(Chest. 2005;128:986-990.)
© 2005
American College of Chest Physicians
Reaction Patterns of the Tracheobronchial Wall to Implanted Noncovered Metal Stents*
Peter Hubert Grewe, MD;
Klaus Michael Müller, MD;
Michael Lindstaedt, MD;
Alfried Germing, MD;
Anette Müller, MD;
Andreas Mügge, MD and
Thomas Deneke, MD
* From the Institute of Pathology (Drs. Grewe, A. Müller, and K. Müller) and Medical Clinic II (Drs. Germing, Lindstaedt, Mügge, and Deneke), University Hospital "Bergmannsheil" Bochum, Germany.
Correspondence to: Peter H. Grewe, MD, Clinic II, Berufsgenossenschaftliche Kliniken Bergmannsheil Bochum, University of Bochum, Bürkle-de-la-Camp-Platz1, 44789 Bochum, Germany; e-mail: PeterGrewe{at}AOL.com
 |
Abstract
|
|---|
Background: Endoluminal implantation of stents has evolved as a nonsurgical treatment option for stenosis of the central airways.
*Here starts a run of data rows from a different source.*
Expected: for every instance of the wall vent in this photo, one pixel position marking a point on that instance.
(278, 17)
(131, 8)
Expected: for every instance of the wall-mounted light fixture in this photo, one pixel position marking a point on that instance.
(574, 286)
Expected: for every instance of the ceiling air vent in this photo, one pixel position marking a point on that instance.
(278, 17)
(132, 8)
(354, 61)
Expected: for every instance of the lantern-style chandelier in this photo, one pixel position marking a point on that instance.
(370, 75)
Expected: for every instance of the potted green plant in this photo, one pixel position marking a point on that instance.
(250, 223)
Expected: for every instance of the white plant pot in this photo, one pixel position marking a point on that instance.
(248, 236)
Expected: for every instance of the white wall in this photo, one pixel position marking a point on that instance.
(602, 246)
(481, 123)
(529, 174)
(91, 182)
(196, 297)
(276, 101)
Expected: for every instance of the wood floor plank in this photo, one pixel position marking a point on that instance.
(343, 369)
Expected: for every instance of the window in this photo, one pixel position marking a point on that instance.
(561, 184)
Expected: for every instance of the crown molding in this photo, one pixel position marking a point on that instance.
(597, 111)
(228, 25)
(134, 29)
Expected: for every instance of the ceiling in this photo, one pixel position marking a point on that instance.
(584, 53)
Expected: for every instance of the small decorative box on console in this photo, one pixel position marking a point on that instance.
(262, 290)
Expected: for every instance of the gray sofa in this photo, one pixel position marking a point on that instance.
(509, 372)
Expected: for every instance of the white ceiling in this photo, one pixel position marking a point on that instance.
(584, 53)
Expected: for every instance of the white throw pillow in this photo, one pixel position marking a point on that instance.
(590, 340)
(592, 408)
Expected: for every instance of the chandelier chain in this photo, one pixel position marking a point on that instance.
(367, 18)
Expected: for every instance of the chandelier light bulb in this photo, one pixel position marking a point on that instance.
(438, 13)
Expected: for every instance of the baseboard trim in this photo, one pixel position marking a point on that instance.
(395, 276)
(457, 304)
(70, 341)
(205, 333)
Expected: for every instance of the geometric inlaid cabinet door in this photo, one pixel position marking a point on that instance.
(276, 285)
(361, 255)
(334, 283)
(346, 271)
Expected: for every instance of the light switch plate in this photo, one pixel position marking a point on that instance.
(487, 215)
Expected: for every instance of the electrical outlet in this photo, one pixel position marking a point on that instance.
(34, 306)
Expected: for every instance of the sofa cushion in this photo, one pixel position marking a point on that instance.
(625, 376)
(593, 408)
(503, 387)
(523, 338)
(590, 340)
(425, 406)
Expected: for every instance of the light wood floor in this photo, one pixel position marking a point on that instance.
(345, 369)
Based on the favorable results in treatment of tumorous tracheobronchial stenosis, stenting has been introduced into the therapy of nonmalignant stenosis.
Aim: To study the long-term biocompatibility and incorporation of implanted bronchial stents based on the pathoanatomic reaction of the tracheobronchial system in humans. The incorporation of bronchial stents was documented, with specific interest in transformation or induction of dysplasia in the implantation zone.
Methods: The tracheobronchial reaction was studied in 18 patients 2 days to 18 months after implantation of 24 noncovered metal stents (Wallstent; Schneider; Bülach, Switzerland; n = 8; and Ultraflex; Boston Scientific; Natick, MA; n = 16).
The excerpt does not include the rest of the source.